We will explain how to set up the first scenario with Warehouse Native in this doc.

Screenshot 2024-04-29 at 3 45 28 PM

Example: Organizations and Users

Scenario:

  • Your metrics source has both org_id and user_id.
  • The relationship between org_id and user_id is 1-to-many. A single org_id can be associated with multiple users (user_id), but a user_id is only associated with a single org_id.
  • Your experiment is assigned at the org_id level.
  • You are interested in understanding the treatment effect at the user_id level, such as revenue per user.

1. Setup the metric source with org_id as an ID type.

  • In this table, each row of data should have both org_id and user_id.

1 metric source

2. Choose your assignment source, where the unit of assignment is org_id.

2 assignment

3. Define your metric of revenue per user_id.

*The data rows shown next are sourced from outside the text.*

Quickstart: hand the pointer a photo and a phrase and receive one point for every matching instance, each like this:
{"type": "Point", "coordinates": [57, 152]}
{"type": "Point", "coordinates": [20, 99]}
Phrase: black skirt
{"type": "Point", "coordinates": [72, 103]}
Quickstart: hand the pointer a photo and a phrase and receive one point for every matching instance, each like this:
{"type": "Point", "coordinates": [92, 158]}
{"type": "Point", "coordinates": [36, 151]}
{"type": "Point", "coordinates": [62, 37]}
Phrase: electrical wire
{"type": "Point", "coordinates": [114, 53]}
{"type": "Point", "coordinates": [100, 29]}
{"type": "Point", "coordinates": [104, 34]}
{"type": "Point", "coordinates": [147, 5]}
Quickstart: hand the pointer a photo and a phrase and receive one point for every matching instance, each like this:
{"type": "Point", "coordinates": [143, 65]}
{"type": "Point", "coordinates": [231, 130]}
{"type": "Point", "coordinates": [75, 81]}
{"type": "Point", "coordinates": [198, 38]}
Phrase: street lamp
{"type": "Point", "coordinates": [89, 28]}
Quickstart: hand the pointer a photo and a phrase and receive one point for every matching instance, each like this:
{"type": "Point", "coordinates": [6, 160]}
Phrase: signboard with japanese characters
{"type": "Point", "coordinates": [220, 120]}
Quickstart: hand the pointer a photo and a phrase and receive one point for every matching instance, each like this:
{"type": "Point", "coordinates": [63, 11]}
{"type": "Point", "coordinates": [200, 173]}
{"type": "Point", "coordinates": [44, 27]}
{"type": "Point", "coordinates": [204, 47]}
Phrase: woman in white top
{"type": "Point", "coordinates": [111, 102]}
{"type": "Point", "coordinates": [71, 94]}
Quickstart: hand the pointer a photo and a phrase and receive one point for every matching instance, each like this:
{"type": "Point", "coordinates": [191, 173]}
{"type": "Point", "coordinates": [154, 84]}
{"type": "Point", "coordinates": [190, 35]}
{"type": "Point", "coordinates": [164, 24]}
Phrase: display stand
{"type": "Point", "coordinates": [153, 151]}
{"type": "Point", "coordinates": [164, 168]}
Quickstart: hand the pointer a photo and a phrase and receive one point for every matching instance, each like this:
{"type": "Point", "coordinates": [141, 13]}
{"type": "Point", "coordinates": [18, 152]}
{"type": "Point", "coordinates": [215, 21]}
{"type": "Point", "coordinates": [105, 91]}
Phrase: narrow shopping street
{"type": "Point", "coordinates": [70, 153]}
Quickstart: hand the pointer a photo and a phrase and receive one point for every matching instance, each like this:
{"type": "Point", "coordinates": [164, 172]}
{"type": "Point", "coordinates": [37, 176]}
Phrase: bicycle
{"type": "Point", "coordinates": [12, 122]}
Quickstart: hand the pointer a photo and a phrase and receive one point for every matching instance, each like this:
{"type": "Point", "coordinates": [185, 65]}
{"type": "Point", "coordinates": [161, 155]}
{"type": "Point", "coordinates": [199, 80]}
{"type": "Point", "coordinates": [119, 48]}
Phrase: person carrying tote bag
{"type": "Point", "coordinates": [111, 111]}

  • Your denominator should be count distinct user_id instead of unit count, because the latter is equivalent to count distinct org_id in an org_id level experiment.

3a right

4. Set up the experiment with org_id

4 experiment

Statistics in the backend

In the Stats Engine, we utilize the delta method to calculate variance and confidence intervals.

  • For mean metrics, we record a value indicating the number of observations per exposed unit in the records column of the staging data. This acts as the denominator or cluster-size value for delta calculations.
  • For general ratio metrics, we monitor the two-component metrics (the ratio and the denominator) as independent metrics and combine them during the pulse analysis to derive a single metric from them.

For more information on how we apply the delta method, visit: Statsig - Delta Method Methodology.. The reason we choose to use the delta method is to account for the covariance between the numerator and the denominator (i.e. more users per org is correlated with more revenue). See section 3 of this paper for details.

This approach is also relevant for analyzing event-level outcomes, such as average purchase value, where randomization occurs at the user level, and each user may experience multiple session events.